The American Wind Energy Association expects installed capacity to grow from 11,603 MW now to about 100,000 MW by 2020.
That's an increase of nearly 90 gigawatts. McCain was talking about building 45 new nuclear power plants by 2020. A medium size nuclear plant is about 2 gigawatts, some are 1 gigawatt. Hoover Dam is 2 gigawatts. So in the same time span, wind could equal the output of the proposed nuclear power plants, but cheaper and safer and without ever having to worry about running out of wind. And uranium supply is already running low, according to
The Lean Guide to Nuclear Power
http://www.theleaneconomyconnection.net/downloads.html#Nuclear
One of nuclear's biggest negatives is the enormous amounts of water necessary to cool the plants.
more on nuclear here:
http://www.cleanwisconsin.org/campaigns/NuclearPower/unsustainable_cost....

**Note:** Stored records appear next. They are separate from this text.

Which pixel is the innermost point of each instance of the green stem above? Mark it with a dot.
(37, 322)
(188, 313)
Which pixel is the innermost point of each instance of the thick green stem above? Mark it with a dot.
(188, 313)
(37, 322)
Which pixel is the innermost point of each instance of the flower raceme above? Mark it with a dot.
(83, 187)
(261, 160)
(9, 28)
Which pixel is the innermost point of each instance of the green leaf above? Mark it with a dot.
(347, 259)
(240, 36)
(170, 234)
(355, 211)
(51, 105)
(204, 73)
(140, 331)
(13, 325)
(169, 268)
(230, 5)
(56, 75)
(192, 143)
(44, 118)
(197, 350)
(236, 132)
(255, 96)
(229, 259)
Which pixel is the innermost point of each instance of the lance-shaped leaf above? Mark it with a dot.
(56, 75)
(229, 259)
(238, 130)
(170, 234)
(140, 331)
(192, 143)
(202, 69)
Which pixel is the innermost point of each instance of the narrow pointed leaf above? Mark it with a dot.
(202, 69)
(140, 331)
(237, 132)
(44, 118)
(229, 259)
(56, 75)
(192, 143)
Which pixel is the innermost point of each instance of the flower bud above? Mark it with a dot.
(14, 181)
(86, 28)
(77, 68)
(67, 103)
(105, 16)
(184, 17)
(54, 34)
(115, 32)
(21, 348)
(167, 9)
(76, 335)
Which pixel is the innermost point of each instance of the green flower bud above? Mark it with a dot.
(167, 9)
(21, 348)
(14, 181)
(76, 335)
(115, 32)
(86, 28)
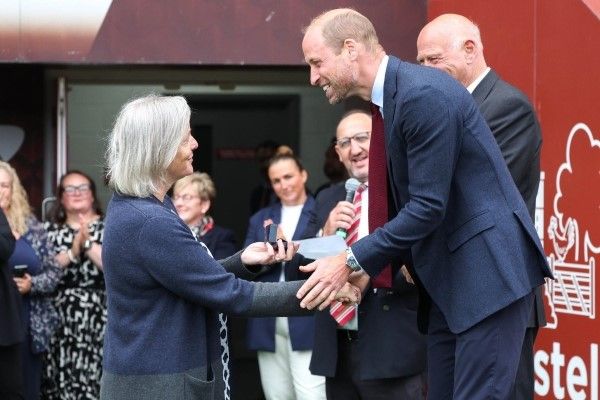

Wind and solar are faster to get up and running than nuclear or coal.
And since they are modular in design, you don't even have to wait for the wind or solar farms to be complete before getting power from them.
Climate
Obama won because people wanted a change, especially because we were fed up with how the economy was going. People have lost jobs and homes. We can't pay our bills. How much this kind of policy is going to cost the American people? Will we be able to afford the utilities? Will any more Americans lose their jobs because of this policy - like for ex, the coal industry? Lets fix the economy first, give it first priority which is what we want, then go and do changes that we might later afford.
Deja Vu
It wouldn't be wise to fix the economy so that it does what it did before. We need to re-establish it upon new foundations, not upon the corpse of business as usual.